GIANLUIGI ROSSI: It’s as if I had lived seven lives…
I was born an electronics expert. Since I was a very exuberant boy, my mother sent me to America when I was 17, where I went to high school and, on my return, perhaps because I spoke English well, Marconi hired me.
They were supposed to send me abroad, to Baghdad, but then war broke out and they sent me to Milan, to the airport, where I spent eleven years as a technician in the radio room.
That life allowed me to have a family when I was young and we had Matteo.
I had pursued the electronics path by choice of my father, because it was a profession where it was easy to find work, but I didn’t feel it was in my DNA; my passion at the time was photography, marketing. The experience in Milan had been wonderful, but I didn’t enjoy the work and I gave it all up by inventing a job that didn’t exist, taking a big risk.
I went to work for a fledgling company that dealt with photography, cinema, communication. It was a very quick adventure but it put me in contact with two realities that have meant a lot to me in life. The first was a printing company in Genoa, the Azienda Litografica Genovese. whose owner took me under his wing and wanted me to work with him and made me, later on, administrator. At the same time as this role, I was developing a communication agency with the other person who was very significant in my life, who was the managing director of the company LA Gear which produced sports shoes that were coming from the United States. So I was following both realities: the print shop and I was the marketing director of this shoe with extraordinary performance. Of LA gear I was in charge of the Italian and French market…we had testimonials like Kareem Abdul Jabbar, Michael Jackson signing the shoes. Even this wonderful adventure for which I became one of the youngest managers at the age of 30, came to an end because the company went into Chapter 11 in America.
I found myself in a situation where I had to change again and I had some opportunities open to me but which I didn’t feel were mine, so I stayed in Liguria and invented a trade fair that was born out of sport and is called Sportshow Italia.


MATTEO ROSSI: We saw the possibility of opening the Coloniale shop thanks to a trade fair, where we
met companies that were making garden furniture and, at the same time, importing objects from the Orient, from Morocco, from Indonesia. We chose an abandoned carpentry shop as the location for the shop and put in a series of furniture that these companies had given us on consignment.
First we made a selection, then the fun game was to reinterpret the pieces in a complete, room-oriented way, not like a classic furniture store, but following the Ikea concept.
We then got to know the companies and manufacturers better and started to design pieces ourselves, which we then had produced in Indonesia, India and Morocco.
ORLANDO: How did you combine your individual skills and channel them into a family adventure?

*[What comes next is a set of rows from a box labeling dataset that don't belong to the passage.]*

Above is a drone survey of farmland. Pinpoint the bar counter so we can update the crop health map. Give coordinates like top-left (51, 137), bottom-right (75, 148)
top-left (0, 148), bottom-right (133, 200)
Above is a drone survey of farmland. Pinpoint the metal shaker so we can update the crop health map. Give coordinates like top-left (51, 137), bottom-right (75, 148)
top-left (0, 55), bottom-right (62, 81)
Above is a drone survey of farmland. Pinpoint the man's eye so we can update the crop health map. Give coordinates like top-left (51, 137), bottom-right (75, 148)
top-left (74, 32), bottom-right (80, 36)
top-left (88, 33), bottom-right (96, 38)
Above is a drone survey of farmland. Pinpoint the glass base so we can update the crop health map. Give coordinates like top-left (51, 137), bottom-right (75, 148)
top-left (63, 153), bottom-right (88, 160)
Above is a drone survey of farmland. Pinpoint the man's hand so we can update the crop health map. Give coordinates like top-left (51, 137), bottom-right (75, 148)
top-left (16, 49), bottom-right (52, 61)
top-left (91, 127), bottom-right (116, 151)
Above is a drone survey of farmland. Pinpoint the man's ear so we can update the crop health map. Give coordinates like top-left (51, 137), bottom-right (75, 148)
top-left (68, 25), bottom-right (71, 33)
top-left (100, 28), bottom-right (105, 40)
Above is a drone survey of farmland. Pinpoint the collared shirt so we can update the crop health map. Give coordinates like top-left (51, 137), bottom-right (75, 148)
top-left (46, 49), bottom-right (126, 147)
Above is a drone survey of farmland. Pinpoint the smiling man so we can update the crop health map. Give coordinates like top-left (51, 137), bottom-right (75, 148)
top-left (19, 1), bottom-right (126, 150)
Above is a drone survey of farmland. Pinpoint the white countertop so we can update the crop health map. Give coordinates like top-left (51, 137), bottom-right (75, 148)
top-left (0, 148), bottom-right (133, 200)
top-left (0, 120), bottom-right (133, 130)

G.R: By combining my ability to see spaces, from organising the space of a trade fair to that of a private home, with Matteo’s manual and design skills, we were able to move forward together. We have always adopted a kind of market focus, surfing it. In fact, with Coloniale we realised that the world was changing and that kind of style, that model was passing away and was ready to welcome a more contemporary, designer style.
We made a very courageous turn: from Coloniale we became Forma. We went from a company that was 80% imported, to 90 – 100% Italian made, a big change as the market became more and more global.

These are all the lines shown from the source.